Claudio Carlomagno, l’allarme dello psichiatra dopo il dramma dei genitori (1 / 2)

Claudio Carlomagno, l’allarme dello psichiatra dopo il dramma dei genitori

In un angolo di quotidiana tranquillità, dove le vite sembrano scorrere lungo binari rassicuranti, il silenzio è diventato improvvisamente il presagio di un abisso. Non c’erano segnali evidenti, solo la quiete di un’esistenza che stava per essere squarciata da un cambiamento improvviso e irreversibile, trasformando la normalità in un teatro dell’assurdo.

Oltre la soglia di casa, il tempo ha smesso di scorrere per una giovane donna, mentre l’ombra di un mistero fitto iniziava ad avvolgere ogni stanza.

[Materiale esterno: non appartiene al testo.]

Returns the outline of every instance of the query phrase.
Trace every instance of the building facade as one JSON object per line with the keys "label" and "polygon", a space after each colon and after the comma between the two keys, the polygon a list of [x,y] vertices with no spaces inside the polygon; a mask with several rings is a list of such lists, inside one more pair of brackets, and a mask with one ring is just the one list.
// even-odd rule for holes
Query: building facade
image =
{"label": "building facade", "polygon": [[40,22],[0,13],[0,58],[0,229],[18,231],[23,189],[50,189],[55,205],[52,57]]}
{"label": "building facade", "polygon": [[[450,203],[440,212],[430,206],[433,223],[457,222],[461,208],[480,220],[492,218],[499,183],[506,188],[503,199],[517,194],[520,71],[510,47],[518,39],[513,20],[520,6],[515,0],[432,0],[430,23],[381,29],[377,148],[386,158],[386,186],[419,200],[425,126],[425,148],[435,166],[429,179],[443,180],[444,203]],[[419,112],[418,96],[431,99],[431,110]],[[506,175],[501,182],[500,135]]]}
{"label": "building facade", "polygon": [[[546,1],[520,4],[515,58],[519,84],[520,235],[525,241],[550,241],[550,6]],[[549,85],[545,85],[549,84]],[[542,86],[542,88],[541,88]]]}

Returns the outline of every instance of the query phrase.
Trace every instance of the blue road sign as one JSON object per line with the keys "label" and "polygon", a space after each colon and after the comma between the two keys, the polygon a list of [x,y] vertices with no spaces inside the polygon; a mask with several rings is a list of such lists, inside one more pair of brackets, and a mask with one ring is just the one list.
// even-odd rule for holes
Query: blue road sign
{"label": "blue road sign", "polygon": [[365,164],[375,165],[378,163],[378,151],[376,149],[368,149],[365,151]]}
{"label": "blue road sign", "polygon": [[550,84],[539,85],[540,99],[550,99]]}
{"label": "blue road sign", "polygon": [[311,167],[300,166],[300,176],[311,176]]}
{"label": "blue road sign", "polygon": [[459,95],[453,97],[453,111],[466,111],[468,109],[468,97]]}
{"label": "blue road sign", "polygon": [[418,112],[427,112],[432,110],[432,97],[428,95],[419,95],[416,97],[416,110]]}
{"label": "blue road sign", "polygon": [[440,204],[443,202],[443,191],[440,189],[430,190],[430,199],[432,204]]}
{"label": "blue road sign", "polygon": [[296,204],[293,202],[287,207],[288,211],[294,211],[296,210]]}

In quegli istanti carichi di una minaccia invisibile, il destino di due persone si è incrociato in modo  decisivo,  lasciando dietro di sé soltanto domande senza risposta e un vuoto incolmabile.

Tutto è mutato in un battito di ciglia, quando la realtà ha ceduto il passo a una sequenza di eventi che nessuno avrebbe potuto prevedere. Ciò che rimane è il segno indelebile di un all’improvviso che ha spento ogni luce, portando alla luce una verità che nessuno era pronto ad accettare.Nelle ore successive, mentre la comunità cercava di dare un senso a quanto accaduto, è emerso un dettaglio inquietante legato alla mente di chi è rimasto.

Un termine antico, quasi dimenticato, descrive ora lo stato di chi si trova a fare i conti con le proprie azioni: la catabasi, ovvero la discesa senza ritorno verso gli inferi della propria coscienza.Ma cosa si nasconde dietro questa oscurità profonda e quali sono stati i passaggi che hanno portato a un simile accadimento.

Dopo il gesto estremo dei genitori di Carlomagno, lo psichiatra ha mosso un allarme,  dicendo che… ve lo riveliamo nella pagina successiva del nostro articolo.